クレマスコ氏は、ノードツリーを利用して、ベースのバランス、ウォールと環境の統合、そして被写体の微調整を分離して行った。

クレマスコ氏:全体的な調整では、プライマリーカラーホイールとLogホイールを使って露出、コントラスト、バランスを調整し、ベクトルスコープを継続的にチェックして、ショット間でレベルが一定に保たれていることを確認しました。

より繊細な色の変化に対応するために、カスタムカーブと色相vs色相カーブ、色相vs彩度カーブを使用して、被写体の見た目を変えずに背景のトーン・レスポンスを形成しました。

スキントーンに関しては、HSLクオリファイアーとPower Windowを使用して顔を分離し、色相と彩度を微調整して、LEDウォールの色かぶりや反射が生じた場合でも顔色が自然になるようにしました。

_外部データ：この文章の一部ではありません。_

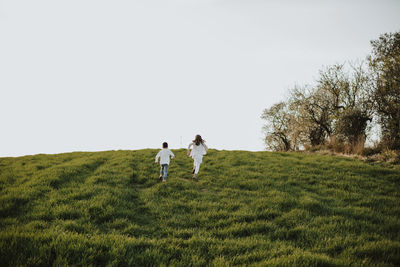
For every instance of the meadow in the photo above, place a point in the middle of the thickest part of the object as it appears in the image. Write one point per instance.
(247, 208)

LEDボリュームでは、フリッカー、バンディング、モアレが発生することがあるという。

クレマスコ氏:今回のケースでは、これらのリスクを能動的にモニタリングしながら、Blackmagic RAWコーデックとRGBWセンサーレスポンスにより、スキントーンを損なったり、コントラストレベルを過度に圧縮したりすることなく、LEDの彩度と輝度の両方を管理するのに十分な柔軟性が得られました。

これにより、ウォールと被写体をマッチさせるために必要な修正作業を削減することができました。